Bandara Naha di Okinawa bahkan sempat menghentikan seluruh
aktivitas penerbangan saat kondisi cuaca berada di titik terburuk.
Di sektor perkeretaapian, beberapa layanan Shinkansen di
wilayah Kyushu dan Jepang bagian barat mengalami pembatalan serta penundaan
perjalanan.
Sementara itu, sejumlah jalur kereta di Tokyo juga
dihentikan sementara karena risiko banjir dan hujan deras. Akibatnya, kemacetan
lalu lintas di berbagai kota besar ikut meningkat.
Badai Ganggu Kegiatan Produksi Industri
Dampak Badai Jangmi ternyata tidak hanya dirasakan
masyarakat umum. Sektor industri Jepang juga terkena imbasnya. Toyota Motor
Corporation menghentikan operasi di 13 pabrik domestiknya sebagai langkah
pencegahan terhadap risiko badai.
Sementara itu, Suzuki Motor Corporation menghentikan
aktivitas di seluruh lima pabriknya di Prefektur Shizuoka pada pagi hari 3
Juni. Gangguan ini diperkirakan dapat memengaruhi produksi kendaraan dan rantai
pasok industri otomotif Jepang dalam jangka pendek.
Jepang Masih Dalam Status Waspada Tinggi
Meski kekuatan angin mulai melemah, ancaman bencana belum berakhir. Ratusan ribu warga Jepang di delapan prefektur masih berada dalam status evakuasi atau siaga evakuasi. Tentu banyak yang was-was dengan situasi ini, tapi sebagian besar percaya kalau badai ini akan berlalu dengan aman selama ikuti arahan evakuasi tersebut.
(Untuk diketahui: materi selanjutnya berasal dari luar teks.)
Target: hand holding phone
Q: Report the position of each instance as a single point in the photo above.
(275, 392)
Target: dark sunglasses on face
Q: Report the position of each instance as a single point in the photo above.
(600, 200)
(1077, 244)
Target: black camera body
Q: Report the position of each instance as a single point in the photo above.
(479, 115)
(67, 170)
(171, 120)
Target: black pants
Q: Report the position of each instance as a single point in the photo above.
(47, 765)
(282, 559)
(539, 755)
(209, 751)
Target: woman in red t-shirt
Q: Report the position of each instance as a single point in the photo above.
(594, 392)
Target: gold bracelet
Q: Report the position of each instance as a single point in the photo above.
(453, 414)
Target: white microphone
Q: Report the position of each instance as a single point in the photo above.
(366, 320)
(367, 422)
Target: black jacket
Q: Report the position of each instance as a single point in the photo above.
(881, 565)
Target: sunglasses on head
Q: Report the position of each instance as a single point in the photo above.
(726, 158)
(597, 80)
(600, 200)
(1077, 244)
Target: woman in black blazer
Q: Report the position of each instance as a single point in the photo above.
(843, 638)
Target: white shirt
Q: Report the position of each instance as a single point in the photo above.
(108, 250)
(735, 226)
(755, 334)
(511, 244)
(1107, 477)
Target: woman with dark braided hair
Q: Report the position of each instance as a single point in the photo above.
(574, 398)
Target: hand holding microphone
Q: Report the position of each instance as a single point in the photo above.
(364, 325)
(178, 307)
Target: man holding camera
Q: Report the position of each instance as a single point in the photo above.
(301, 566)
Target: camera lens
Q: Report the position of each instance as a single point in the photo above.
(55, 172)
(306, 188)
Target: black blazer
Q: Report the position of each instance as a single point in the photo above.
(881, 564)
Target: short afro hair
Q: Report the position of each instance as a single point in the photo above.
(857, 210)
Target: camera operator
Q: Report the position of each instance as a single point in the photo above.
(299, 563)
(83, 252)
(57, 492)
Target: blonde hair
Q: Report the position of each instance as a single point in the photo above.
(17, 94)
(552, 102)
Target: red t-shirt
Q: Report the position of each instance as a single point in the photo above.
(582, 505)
Pemerintah Jepang terus mengimbau masyarakat agar segera mengungsi apabila menerima peringatan resmi dari otoritas setempat. Curah hujan yang tinggi bisa menghasilkan banyak tempat menjadi berbahaya untuk dilewati. Pastikan kamu amankan diri dengan baik!
Peristiwa ini kembali menunjukkan bahwa Jepang memang rawan
dengan bencana badai. Ancaman badai tidak selalu datang dari angin yang
menghancurkan. Kadang justru hujan ekstrem dan efeknya setelah badai lewat yang
menjadi bahaya terbesar. Banjir dan longsor adalah contoh lainnya.
Karena itu, meskipun badai Jangmi di Jepang mulai melemah, masyarakat masih dihimbau menghadapi risiko banjir dan longsor yang bisa berlangsung beberapa hari ke depan. Kamu yang mau datang ke Jepang, juga harus belajar soal evakuasi dan langkah hati-hati ini ya!